The Bolts didn't waste a second chance to close out the Finals. But between the initial title of 2003-04 and this one, there were several shortcomings, enough so that the label of a team lacking something gritty had attached itself to the team emblem.

No more. The Lightning became the second major sports franchise in the history of Tampa to win a world championship. From now on, fans can debate whether this team was better than that one, whether these stars were taller than their predecessors.

"To win this, it’s been a grind," Hedman said. "It hasn’t been easy. But we’re Stanley Cup champions. We’re going to be Stanley Cup champions forever. Our kids, our grandkids ... if they look at a Stanley Cup, they're going to see our names."

The thing is that one championship team doesn't replace another. This team won't make you forget about the first title won by the 2003-04 Lightning. They'll just walk along together.

If you want to compare, there were similarities. Head coach Jon Cooper had his demons to exorcise. Back in the day, John Tortorella had years of losing to overcome. How about high-scoring Brayden Point vs. high-scoring Brad Richards? Point machine Nikita Kucherov vs. point machine Marty St. Louis? Goalie Vasilevskiy vs. Nikolai Khabibulin.

The Bolts were 12-3 in one-goal games this post-season.

"The beauty of our team is everyone was chipping in," Point said. "We got tremendous depth. We got contributions from anyone and everyone at different times, and that's what makes this win so special."

Go on. Debate. It can last until the Lightning wins another one.

There were so many moments for this Lightning team on their way to top. Remember Point's shot in five overtimes against Columbus? Remember Kucherov's goal with nine seconds to play against the Islanders? Remember Anthony Cirelli in overtime to close out New York?

Wait. There were more. How about Steven Stamkos' inspirational goal against Dallas? Remember Victor Hedman in double overtime against Boston? Remember Palat in overtime against Boston.

Great teams give you moments like this, a highlight film of great moments. They give you Vasilevskiy in goal. They give you a team that refused to lose two games in a row.

Yes, you can make a fine argument that Hedman deserved the Conn Smithe. Only two other defensemen have ever scored more goals in a playoff, and Hedman routinely led the team in ice time.

But how about Point, with 14 goals? How about Kucherov and his 34 points? How about Palat and Vasilevskiy?

Then, there is the ordeal that hockey presents. In all sports, all champions celebrate their accomplishments.
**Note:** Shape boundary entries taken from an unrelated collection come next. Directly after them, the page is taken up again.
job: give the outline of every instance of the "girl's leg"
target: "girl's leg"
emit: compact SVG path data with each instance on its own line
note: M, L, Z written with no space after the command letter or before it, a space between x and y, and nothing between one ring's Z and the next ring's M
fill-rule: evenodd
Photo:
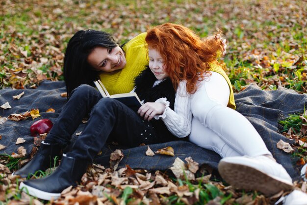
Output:
M237 153L241 155L258 156L271 155L262 138L248 120L237 112L226 107L229 98L229 87L219 74L212 72L209 80L200 83L197 91L191 96L191 106L193 117L205 127L215 134L205 136L202 143L197 133L193 131L190 135L192 141L198 141L198 145L214 146L215 138L220 138L216 147L222 150L225 144L233 149L226 149L225 153L219 153L223 157L227 153ZM228 91L227 95L227 91ZM193 119L195 120L195 119ZM211 133L211 134L212 134ZM197 139L196 140L195 139ZM210 141L214 139L211 145ZM231 156L231 155L230 155Z
M202 125L195 117L192 119L189 140L202 147L215 151L222 158L243 155L225 143L216 133Z
M216 134L208 137L218 136L220 142L234 150L223 151L224 144L216 146L220 154L226 156L218 167L223 178L237 188L256 190L267 195L292 189L291 177L275 161L252 124L242 115L217 100L219 92L216 88L223 85L223 79L220 78L219 81L217 77L212 75L209 81L203 82L191 95L191 105L195 118ZM220 142L207 139L206 141L211 145ZM241 156L227 155L234 151Z
M65 146L71 139L82 118L102 98L99 92L88 85L82 85L72 92L56 121L45 140L50 144Z

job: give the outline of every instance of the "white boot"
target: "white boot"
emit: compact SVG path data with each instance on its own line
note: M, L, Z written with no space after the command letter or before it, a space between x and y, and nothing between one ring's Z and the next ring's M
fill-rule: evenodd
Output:
M295 190L288 195L281 197L275 205L279 205L281 202L283 205L307 205L307 194Z
M284 168L265 156L225 157L220 161L218 170L227 182L239 189L271 195L293 188Z

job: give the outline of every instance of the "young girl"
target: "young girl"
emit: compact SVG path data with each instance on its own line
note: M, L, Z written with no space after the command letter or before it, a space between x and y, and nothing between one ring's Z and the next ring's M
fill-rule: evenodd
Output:
M223 158L218 166L223 178L267 195L293 188L291 177L252 124L234 110L230 81L216 59L214 48L220 44L206 44L190 29L172 24L150 29L145 40L164 59L177 93L186 96L180 107L192 122L189 140Z
M184 93L180 92L183 89L178 89L176 93L168 74L174 74L176 71L171 71L174 67L167 61L167 58L160 55L155 46L149 43L149 66L135 80L134 90L145 103L137 113L116 99L102 98L99 92L89 86L82 85L74 89L57 123L63 121L73 124L75 127L76 122L67 119L71 117L67 115L71 112L68 111L70 103L76 103L76 106L84 105L84 102L82 102L84 100L80 96L87 94L91 97L87 98L88 102L85 102L84 110L88 112L93 108L84 130L71 151L63 154L61 163L54 172L46 177L24 181L21 183L21 189L24 188L24 191L27 191L30 195L40 199L56 199L64 189L76 185L76 182L80 180L87 165L107 140L132 147L143 143L177 140L190 133L191 121L185 116L184 107L189 99L183 96ZM215 50L212 49L212 53L216 53L222 47L216 46ZM168 45L164 48L171 50L173 45ZM91 53L89 61L96 59L95 56L95 52ZM118 65L121 64L120 56ZM61 142L50 142L50 139L40 148L36 161L39 161L37 159L49 157L48 154L44 154L44 150L48 149L46 146L52 147L50 146L52 143ZM56 138L51 139L54 140Z

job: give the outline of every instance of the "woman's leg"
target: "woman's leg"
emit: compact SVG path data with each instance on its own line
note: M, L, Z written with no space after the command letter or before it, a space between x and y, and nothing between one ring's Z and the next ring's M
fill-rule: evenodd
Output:
M99 92L88 85L82 85L73 90L45 142L59 144L62 146L69 144L82 118L101 98Z
M76 185L91 162L110 137L130 146L155 142L155 133L151 123L119 101L102 99L93 109L90 118L71 151L64 155L60 166L45 178L29 180L21 184L30 194L50 200L56 198L71 185Z
M92 161L107 139L133 147L156 142L151 123L112 98L103 98L93 108L82 134L68 156Z
M100 93L88 85L81 85L74 90L45 141L42 142L38 152L13 175L26 177L38 171L44 171L53 167L54 158L60 157L62 149L69 143L82 118L101 98Z

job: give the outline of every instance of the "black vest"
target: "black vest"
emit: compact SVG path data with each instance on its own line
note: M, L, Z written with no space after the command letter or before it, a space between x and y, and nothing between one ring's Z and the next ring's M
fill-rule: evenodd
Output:
M135 91L140 99L146 102L154 102L157 99L165 97L170 102L170 108L174 110L176 91L171 80L168 78L154 87L157 80L148 66L134 80ZM166 142L179 139L173 135L161 119L153 118L151 121L156 133L157 142Z

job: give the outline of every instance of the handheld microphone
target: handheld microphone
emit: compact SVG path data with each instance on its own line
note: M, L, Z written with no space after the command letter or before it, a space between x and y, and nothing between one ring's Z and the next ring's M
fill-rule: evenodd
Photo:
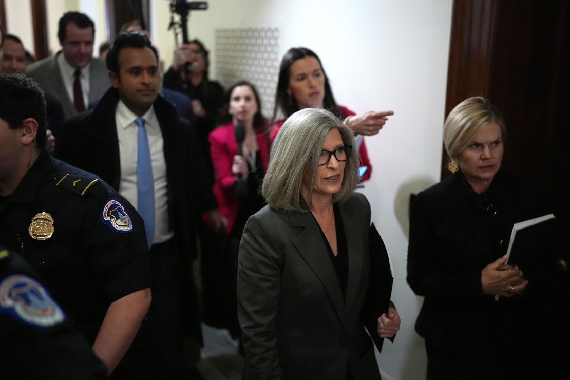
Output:
M235 141L238 143L238 154L243 157L243 140L246 139L246 127L243 124L239 123L234 128L234 136ZM235 182L235 195L239 198L245 198L247 196L247 178L244 178L242 173L238 173L238 178Z
M238 154L243 156L243 140L246 139L246 127L240 123L234 128L234 136L238 143Z
M199 64L198 62L190 62L188 61L184 64L184 69L186 71L190 71L190 68L199 66Z

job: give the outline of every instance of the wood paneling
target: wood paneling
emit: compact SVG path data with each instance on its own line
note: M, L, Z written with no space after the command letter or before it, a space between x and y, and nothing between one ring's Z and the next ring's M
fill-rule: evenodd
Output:
M34 54L36 59L39 60L45 58L50 54L46 0L30 0L30 2L32 10L32 26L34 28Z

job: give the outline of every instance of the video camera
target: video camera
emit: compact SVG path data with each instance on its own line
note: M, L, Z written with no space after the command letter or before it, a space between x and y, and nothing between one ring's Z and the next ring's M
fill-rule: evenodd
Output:
M170 12L172 15L170 16L170 23L168 26L168 30L174 29L174 41L178 46L178 32L177 28L180 27L182 30L182 43L188 43L190 39L188 37L188 14L190 11L205 11L208 9L208 3L207 1L186 1L186 0L170 0ZM176 22L174 19L174 14L176 14L180 17L180 21Z

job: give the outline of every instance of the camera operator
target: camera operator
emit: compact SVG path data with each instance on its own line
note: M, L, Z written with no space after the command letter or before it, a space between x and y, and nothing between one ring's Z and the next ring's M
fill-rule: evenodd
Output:
M208 51L203 44L193 39L174 52L172 66L164 74L163 85L183 92L192 100L202 152L210 152L208 134L214 129L218 110L223 105L223 89L208 79ZM208 155L211 174L211 164Z

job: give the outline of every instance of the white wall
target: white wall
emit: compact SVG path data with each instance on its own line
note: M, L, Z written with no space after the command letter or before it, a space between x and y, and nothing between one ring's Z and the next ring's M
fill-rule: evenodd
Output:
M32 29L32 14L29 1L6 0L6 32L19 37L26 48L34 54L34 31Z
M402 320L379 362L385 379L425 378L424 342L413 328L422 300L405 281L408 199L439 178L452 0L209 3L208 10L191 13L189 30L212 50L211 73L215 28L278 27L283 54L302 46L320 56L340 104L357 112L395 112L379 134L366 138L373 171L363 190L393 261L393 299ZM161 0L153 8L154 37L169 62L169 10Z

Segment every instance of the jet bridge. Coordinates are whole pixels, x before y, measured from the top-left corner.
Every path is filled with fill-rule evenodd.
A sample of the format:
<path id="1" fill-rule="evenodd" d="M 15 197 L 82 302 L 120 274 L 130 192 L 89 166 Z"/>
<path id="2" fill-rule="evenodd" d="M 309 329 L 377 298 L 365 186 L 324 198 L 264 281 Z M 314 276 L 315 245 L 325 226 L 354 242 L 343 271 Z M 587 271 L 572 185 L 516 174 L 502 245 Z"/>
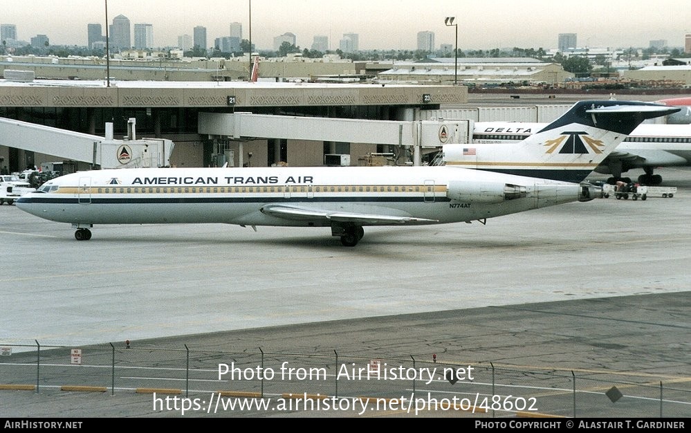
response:
<path id="1" fill-rule="evenodd" d="M 252 113 L 200 113 L 198 132 L 233 140 L 284 138 L 407 146 L 420 165 L 423 148 L 470 141 L 472 120 L 367 120 Z"/>
<path id="2" fill-rule="evenodd" d="M 163 138 L 136 140 L 135 123 L 134 118 L 128 122 L 127 140 L 113 140 L 112 123 L 106 124 L 106 136 L 101 137 L 0 118 L 0 145 L 103 169 L 169 165 L 173 142 Z"/>

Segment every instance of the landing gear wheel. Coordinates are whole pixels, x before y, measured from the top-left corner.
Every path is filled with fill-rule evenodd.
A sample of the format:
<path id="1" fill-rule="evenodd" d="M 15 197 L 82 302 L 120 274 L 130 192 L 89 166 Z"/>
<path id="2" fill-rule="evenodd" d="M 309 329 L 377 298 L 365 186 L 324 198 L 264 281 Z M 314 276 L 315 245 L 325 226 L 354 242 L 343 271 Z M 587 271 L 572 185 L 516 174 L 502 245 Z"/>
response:
<path id="1" fill-rule="evenodd" d="M 356 227 L 349 227 L 346 229 L 345 234 L 341 236 L 341 243 L 344 246 L 355 246 L 358 245 L 360 239 L 365 236 L 365 229 L 360 225 Z"/>
<path id="2" fill-rule="evenodd" d="M 75 232 L 75 239 L 77 241 L 88 241 L 91 239 L 91 230 L 88 228 L 80 228 Z"/>

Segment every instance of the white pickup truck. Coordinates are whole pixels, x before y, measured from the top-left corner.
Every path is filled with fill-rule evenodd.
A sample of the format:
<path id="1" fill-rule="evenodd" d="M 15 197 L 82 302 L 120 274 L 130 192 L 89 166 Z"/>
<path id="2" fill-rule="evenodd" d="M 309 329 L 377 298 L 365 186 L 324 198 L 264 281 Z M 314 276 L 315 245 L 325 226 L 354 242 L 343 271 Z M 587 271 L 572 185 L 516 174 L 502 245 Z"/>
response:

But there is no grind quite like the NHL, a violent, jarring tournament that requires 16 wins.

So, was it worth it? Was it worth blowing a lead against Washington in 2018? Worth being embarrassed by Columbus last year? Both of those were the motivation for the team to add backbone to its roster.

Then there was the tournament itself, a free-for-all that lasted two months, with daily testing for players. Players repeated that this was the hardest Stanley Cup ever to win.

Maybe it was.

On the other hand, it may have been the sweetest.